O Estado de S. Paulo
Os gestos são a substância do que Lula faz em Moscou e Pequim
Há certo consenso sobre o que se impõe a
potências médias como o Brasil em meio à nova desordem mundial. Na linguagem
acadêmica, trata-se de manter uma “neutralidade pragmática” em função de
“inteligência estratégica”.
Significa manter-se fora do eixo principal de conflito geopolítico entre EUA e China, evitando aderir a um dos lados. E olhar para oportunidades com um sentido estratégico, para bem além de ganhos comerciais de curto prazo – que são, no fundo, as “migalhas” que caem do tabuleiro no qual brigam os gigantes.
É o que está em boa parte em teste na viagem
de Lula a Rússia e China. Na qual, para um país como o Brasil, o “gesto” acaba
virando “substância”. Colocando em risco neutralidade e estratégia.
No caso da China, a questão da neutralidade é
grave não só pela imensa importância daquele mercado para as commodities
agrícolas e minerais brasileiras (que já leva os chineses a considerar o Brasil
um “perigo”). Como ser um “amigo neutro”?
E dimensão do perigo está no fato de que EUA
e China disputam sobretudo a supremacia da inovação tecnológica (e militar).
Não começou com Trump o esforço americano de impor um cerco à China na
aquisição e desenvolvimento de chips para inteligência artificial, por exemplo.

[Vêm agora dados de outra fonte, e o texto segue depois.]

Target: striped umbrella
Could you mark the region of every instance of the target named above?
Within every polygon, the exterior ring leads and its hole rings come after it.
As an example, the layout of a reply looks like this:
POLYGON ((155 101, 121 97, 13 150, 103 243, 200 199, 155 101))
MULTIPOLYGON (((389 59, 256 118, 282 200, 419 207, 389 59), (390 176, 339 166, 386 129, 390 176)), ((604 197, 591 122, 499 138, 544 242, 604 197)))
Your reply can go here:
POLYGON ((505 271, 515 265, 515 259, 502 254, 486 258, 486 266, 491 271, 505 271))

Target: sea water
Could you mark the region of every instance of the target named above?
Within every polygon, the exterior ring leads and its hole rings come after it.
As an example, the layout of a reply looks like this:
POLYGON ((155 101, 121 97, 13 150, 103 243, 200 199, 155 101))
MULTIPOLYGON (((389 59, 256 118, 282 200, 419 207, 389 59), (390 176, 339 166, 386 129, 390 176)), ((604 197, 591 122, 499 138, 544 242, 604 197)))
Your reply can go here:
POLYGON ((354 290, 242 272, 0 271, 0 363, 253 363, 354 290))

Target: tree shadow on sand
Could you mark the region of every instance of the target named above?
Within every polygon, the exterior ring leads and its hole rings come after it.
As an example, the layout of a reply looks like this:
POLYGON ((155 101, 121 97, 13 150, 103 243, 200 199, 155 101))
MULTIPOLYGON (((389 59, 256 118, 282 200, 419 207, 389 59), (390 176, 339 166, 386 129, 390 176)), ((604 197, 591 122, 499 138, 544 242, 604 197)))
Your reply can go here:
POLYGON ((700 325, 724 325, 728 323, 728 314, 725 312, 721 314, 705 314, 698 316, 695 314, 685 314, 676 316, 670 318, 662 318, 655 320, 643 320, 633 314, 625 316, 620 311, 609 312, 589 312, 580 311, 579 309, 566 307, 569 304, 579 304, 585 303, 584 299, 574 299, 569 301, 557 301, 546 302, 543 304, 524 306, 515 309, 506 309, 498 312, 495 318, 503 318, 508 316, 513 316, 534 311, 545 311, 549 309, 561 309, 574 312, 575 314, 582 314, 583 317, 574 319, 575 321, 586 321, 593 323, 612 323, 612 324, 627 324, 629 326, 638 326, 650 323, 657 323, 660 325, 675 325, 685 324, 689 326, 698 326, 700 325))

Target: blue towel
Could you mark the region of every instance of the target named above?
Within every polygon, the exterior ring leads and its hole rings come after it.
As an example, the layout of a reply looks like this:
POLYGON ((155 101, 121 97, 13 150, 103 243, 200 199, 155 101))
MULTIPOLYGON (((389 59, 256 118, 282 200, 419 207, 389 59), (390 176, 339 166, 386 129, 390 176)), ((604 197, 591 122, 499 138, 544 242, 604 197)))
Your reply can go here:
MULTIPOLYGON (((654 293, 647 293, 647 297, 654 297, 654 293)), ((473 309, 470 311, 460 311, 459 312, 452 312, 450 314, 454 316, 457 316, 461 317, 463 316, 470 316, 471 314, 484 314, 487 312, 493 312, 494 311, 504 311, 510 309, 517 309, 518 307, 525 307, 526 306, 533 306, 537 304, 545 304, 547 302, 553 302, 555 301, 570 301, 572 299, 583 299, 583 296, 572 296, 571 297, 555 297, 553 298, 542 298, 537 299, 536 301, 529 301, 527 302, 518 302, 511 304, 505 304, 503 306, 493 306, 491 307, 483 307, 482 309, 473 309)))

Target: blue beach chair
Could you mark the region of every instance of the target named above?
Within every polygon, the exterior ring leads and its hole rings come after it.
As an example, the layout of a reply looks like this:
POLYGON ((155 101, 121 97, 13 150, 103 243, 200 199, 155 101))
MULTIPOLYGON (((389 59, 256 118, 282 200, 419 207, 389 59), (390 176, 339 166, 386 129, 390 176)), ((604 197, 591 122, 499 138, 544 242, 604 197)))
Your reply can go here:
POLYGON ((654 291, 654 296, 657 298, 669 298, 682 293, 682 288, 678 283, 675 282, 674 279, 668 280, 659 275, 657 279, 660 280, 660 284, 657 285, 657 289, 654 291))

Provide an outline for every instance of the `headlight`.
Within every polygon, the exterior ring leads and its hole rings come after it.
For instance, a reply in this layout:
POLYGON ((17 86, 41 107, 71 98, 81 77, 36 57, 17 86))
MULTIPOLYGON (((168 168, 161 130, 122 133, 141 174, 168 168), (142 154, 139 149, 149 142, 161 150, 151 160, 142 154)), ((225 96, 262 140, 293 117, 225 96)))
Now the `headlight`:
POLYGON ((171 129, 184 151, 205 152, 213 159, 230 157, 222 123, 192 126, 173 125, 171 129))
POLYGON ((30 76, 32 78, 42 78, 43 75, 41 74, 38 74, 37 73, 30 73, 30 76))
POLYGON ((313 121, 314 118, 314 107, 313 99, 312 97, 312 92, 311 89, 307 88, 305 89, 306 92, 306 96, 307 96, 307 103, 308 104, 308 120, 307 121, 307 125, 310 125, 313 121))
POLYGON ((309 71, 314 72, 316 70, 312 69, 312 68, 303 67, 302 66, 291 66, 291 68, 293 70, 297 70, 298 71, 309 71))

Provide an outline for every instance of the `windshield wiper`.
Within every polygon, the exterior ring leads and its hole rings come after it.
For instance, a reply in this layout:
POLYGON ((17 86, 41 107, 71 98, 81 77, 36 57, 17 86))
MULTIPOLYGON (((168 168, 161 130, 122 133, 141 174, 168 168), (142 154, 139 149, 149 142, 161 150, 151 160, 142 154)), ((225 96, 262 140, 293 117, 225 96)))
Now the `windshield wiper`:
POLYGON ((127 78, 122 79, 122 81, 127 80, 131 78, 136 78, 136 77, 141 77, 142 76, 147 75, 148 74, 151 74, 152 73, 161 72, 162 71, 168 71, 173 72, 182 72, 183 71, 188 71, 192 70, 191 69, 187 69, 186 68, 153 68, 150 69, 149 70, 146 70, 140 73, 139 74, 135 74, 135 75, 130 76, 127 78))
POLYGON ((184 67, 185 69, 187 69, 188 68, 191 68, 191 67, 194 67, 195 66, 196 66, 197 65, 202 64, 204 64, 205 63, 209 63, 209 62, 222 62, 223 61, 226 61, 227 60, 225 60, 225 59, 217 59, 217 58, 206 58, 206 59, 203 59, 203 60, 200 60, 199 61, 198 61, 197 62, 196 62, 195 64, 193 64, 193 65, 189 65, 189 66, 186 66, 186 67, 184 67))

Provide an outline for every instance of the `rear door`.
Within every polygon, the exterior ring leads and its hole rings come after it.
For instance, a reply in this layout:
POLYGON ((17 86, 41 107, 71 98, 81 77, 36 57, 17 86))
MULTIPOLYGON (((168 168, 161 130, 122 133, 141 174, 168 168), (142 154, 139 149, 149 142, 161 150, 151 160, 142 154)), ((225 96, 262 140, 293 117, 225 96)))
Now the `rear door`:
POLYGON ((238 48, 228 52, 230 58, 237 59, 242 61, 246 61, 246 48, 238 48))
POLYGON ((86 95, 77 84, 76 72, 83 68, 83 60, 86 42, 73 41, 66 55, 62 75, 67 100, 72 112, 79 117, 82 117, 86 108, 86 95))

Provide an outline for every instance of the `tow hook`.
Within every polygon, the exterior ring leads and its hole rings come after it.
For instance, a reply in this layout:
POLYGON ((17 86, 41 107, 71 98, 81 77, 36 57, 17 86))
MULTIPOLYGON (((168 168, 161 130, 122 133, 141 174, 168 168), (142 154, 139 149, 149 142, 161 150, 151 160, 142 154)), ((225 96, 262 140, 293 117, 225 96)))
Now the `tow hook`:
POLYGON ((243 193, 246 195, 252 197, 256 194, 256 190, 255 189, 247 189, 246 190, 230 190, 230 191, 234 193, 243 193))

Postura que está sendo ampliada para quem Washington enxergue como aliado
chinês.
China e Rússia são hoje um bloco de grande
coesão na formidável guerra fria em curso. É possível que Lula se inspire em
Getúlio Vargas, o único personagem da história brasileira que considera à sua
altura. Como é notório, Vargas nutria grandes simpatias pelas potências do Eixo
antes da 2.ª Guerra, e extraiu um preço dos Estados Unidos para ceder o uso de
bases no Nordeste.
Mas o que Lula talvez esqueça é que Vargas
entrou na guerra. Cerca de 25 mil soldados brasileiros combateram a partir de
junho de 1944 na Itália contra a Wehrmacht. E o Brasil entrou do lado “certo”,
isto é, do lado das potências ocidentais cujos sistemas de governo,
instituições e valores são os que o Brasil considera os pilares da própria
democracia.
Não é à toa que esses países comemoram o Dia
da Vitória em data diferente daqueles, como Vladimir Putin, que consideram o
desaparecimento da União Soviética como um triste acontecimento. Não tem a ver
com o dia no qual os generais alemães assinaram nos arredores de Berlim a
capitulação incondicional (8 de maio com os aliados ocidentais, 9 de maio com o
Exército Vermelho).
Nossos soldados lutaram e morreram pela
democracia. Celebrar essa vitória ao lado de Putin é dar um tapa na cara deles.